Капитан потащил Сырохватова за рукав:
— Уходим, быстро…
Они нырнули в придорожный кустарник и побежали от дороги, на которой немецкие танки с ходу расстреливали наши грузовики с боеприпасами. Бежали сколько могли, пока, обессиленные, не упали на околице горящей деревушки на берегу тихой речки, наверное той же, которую они так и не смогли перейти.
— Как же прошли немцы? Мост же сгорел?
— Эх, старлей, немцы за полчаса через такую речку понтоны ставят. Ты что, первый раз на фронте?
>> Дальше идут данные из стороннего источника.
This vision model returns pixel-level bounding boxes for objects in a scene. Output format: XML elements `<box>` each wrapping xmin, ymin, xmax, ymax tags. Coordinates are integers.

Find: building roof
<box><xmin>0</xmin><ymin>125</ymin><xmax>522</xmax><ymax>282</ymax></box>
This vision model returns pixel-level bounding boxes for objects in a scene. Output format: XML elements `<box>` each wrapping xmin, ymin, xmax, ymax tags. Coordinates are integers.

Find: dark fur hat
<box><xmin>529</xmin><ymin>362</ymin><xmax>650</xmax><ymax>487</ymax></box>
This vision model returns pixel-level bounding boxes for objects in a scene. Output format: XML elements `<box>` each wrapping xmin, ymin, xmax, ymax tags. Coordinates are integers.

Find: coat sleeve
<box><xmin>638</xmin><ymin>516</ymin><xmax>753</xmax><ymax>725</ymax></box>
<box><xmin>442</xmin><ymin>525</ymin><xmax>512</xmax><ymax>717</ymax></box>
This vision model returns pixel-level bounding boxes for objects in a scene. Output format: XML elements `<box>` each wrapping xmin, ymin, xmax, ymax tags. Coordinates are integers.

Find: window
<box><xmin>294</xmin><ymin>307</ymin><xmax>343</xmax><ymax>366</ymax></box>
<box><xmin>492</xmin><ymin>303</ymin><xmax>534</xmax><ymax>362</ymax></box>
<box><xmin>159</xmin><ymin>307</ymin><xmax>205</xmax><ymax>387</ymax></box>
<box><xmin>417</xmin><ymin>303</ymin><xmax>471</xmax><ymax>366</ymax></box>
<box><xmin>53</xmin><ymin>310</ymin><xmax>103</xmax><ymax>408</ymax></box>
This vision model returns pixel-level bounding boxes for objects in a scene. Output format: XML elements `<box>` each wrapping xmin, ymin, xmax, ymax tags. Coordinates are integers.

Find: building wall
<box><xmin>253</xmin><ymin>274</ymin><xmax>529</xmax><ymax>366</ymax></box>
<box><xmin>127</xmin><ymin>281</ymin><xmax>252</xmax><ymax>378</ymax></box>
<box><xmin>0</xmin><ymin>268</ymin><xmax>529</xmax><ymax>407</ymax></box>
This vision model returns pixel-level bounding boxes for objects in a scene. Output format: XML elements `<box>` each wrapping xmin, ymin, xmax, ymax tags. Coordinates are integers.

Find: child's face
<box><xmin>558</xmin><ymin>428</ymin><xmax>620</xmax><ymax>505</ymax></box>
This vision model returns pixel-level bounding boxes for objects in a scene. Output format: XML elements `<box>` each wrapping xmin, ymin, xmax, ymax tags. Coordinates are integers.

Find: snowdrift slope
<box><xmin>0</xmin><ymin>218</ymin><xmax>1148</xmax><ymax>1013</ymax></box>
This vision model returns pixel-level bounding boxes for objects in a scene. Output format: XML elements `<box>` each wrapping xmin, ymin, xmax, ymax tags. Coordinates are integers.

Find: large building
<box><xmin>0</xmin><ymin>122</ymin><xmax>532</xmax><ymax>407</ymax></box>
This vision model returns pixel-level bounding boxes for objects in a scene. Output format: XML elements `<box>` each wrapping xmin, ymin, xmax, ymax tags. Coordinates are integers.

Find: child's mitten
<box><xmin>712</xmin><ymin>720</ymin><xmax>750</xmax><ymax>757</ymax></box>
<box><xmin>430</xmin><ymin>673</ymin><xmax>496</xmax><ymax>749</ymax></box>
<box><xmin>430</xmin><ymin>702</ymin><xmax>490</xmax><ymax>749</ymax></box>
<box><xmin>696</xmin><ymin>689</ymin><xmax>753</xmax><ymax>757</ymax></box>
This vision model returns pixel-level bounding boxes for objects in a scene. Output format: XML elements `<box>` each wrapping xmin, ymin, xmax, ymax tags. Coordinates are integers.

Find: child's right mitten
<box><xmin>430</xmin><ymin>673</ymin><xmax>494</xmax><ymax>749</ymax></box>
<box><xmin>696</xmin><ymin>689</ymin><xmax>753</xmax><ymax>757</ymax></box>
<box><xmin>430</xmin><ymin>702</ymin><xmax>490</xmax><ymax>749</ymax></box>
— Да, первый раз, — признался Сырохватов. Он очень плохо себя чувствовал. Голова кружилась, распухшее лицо непрерывно ныло, один глаз заплыл окончательно, вторым глазом он едва видел.
— Надо в госпиталь, а то разбарабанило тебе лицо — мама родная не узнает. Идем, только вот куда? Вдоль реки пойдем, все не в чистом поле.
— Я не смогу идти, не вижу ни хрена…
— Идем, я помогу. — Капитан подал Сырохватову руку, помог подняться и буквально потащил его за собой.
Сырохватов едва шел, чуть не теряя сознание. Иногда ему казалось, что он видит какой-то жуткий сон. Что все это происходит не с ним. Что на самом деле он еще едет в поезде и, проснувшись, увидит перед собой того опрятного деда, который скажет ему: «Утро доброе, сударь, как спалось?»
— Старлей, как тебя там! Ты это чего, очнись, идти надо, идти! — шептал ему на ухо капитан, прижимаясь к земле у кромки какой-то канавы.
— Сейчас, дай передохнуть, ка… — очнувшись, заговорил Сырохватов, но капитан прикрыл рукой ему рот.
— Тихо, тихо, молчи, братишка, немцы совсем рядом… Если возьмут, нам крышка сразу, я замполит, да еще и еврей, а ты особист. У них приказ, сразу к стенке нашего брата, так что тихо, тихо, может, пронесет…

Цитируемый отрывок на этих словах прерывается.